Ten years after the financial crisis and global recession, PNC Investments’ President and CEO Richard Guerrini sees the economy as much improved and continuing to grow throughout the coming year - in spite of the recent uptick in volatility.
Continuing a Positive Trend into 2018
The economic recovery since 2008 has experienced some bumps here and there - including a not-too-surprising correction in February - but the markets have come a long way since bottoming out. Despite a strong bull market over the last several years, the past year or so has not been without surprises and risks. After a year of low volatility, February's correction was a good reminder to be mindful of the possibility of temporary setbacks at any time.
Ultimately, owing to solid fundamentals for consumer spending, business investment, and housing, despite recent volatility, PNC believes that economic growth should continue to expand - building on 2.3% growth in 2017 to 2.7% for 2018.
What's more, PNC anticipates that:
• The job market should be close to full employment later this year.
• Job and wage gains will help boost personal incomes.
• Consumer spending should continue to lead to economic growth.
• The gradual recovery of the housing market is likely to continue.
While hurricanes and wildfires dominated the news in 2017, PNC believes that any short-term impact on employment, wages, and growth is likely to be offset by rebuilding efforts that will continue well into the year.
Going forward, the markets are likely to watch the Federal Reserve and other central banks worldwide for shifts in monetary policy in 2018. Movements in inflation and currencies are likely key factors this year, and unforeseen outcomes in global politics could continue to surprise us.
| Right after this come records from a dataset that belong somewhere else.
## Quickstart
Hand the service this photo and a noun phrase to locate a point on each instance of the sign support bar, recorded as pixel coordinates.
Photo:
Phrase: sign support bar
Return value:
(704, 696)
Consumer Confidence and Market Optimism Have Been on the Rise
In recent years, consumers have improved their financial standing by reducing debt and saving more, and have benefited from a strong labor market, lower energy prices, and improvements in the housing and financial markets. Consumer confidence and spending have been on the rise, leading to a jump in retail sales in 2017 and suggesting a level of increased optimism necessary for making big purchases such as homes and autos.
2017 also saw increasing market optimism, given the stock market’s strong returns. It’s too early to tell what effect the recent spike in market volatility will have on consumer sentiment, so we'll continue to watch that closely.
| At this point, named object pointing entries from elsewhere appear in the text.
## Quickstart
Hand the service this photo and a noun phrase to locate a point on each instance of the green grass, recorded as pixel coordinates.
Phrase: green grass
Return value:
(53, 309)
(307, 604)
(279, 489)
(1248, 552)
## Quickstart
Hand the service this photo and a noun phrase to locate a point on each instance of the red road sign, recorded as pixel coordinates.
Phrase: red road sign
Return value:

After-effects of Climate Events
Hurricanes which hit Texas, Florida, and Puerto Rico affected economic activity in late 2017, and damage from California wildfires is yet to be assessed, but PNC economists expect the economy will bounce back. Government aid and insurance payments will assist in efforts to rebuild homes, vehicle sales are likely to rise as cars are replaced, and workers will be needed to aid in construction. As a result, PNC expects growth to be back to pre-hurricane pace by mid-2018.
Natural Corrections and Setbacks
On the heels of the proposed tax reform, economic data, and good earnings, the S&P 500, Dow Jones Industrial Average (DJIA), and NASDAQ continued to test new all-time highs in 2017. However, by early 2018, U.S. stocks had gone longer than normal without a market pullback. The market's 10% correction in early February - which we believe was simply a healthy release of market excesses - serves as a good reminder to investors that corrections do occur from time to time.
The Bottom Line for Investors
Because it's difficult to predict the short-term behavior of stocks, it's best to remain focused on what you can control.
"Markets do not run in straight lines," cautioned Richard Guerrini. "Investors should be mindful of the likelihood of corrections when planning long-term investment goals." Keep aiming toward long-term goals with an investment strategy tailored to your needs and risk tolerance to avoid getting caught up too deeply in any temporary market setbacks.
Rather than continual adjustment, a systematic approach to periodically rebalancing your portfolio as asset classes shift in performance against your goals can help you stay on target and manage risk. The current market environment may also warrant investors to consider adding alternative investments as part of the rebalancing process, as the risk levels for traditional assets such as stocks and bonds have almost certainly risen.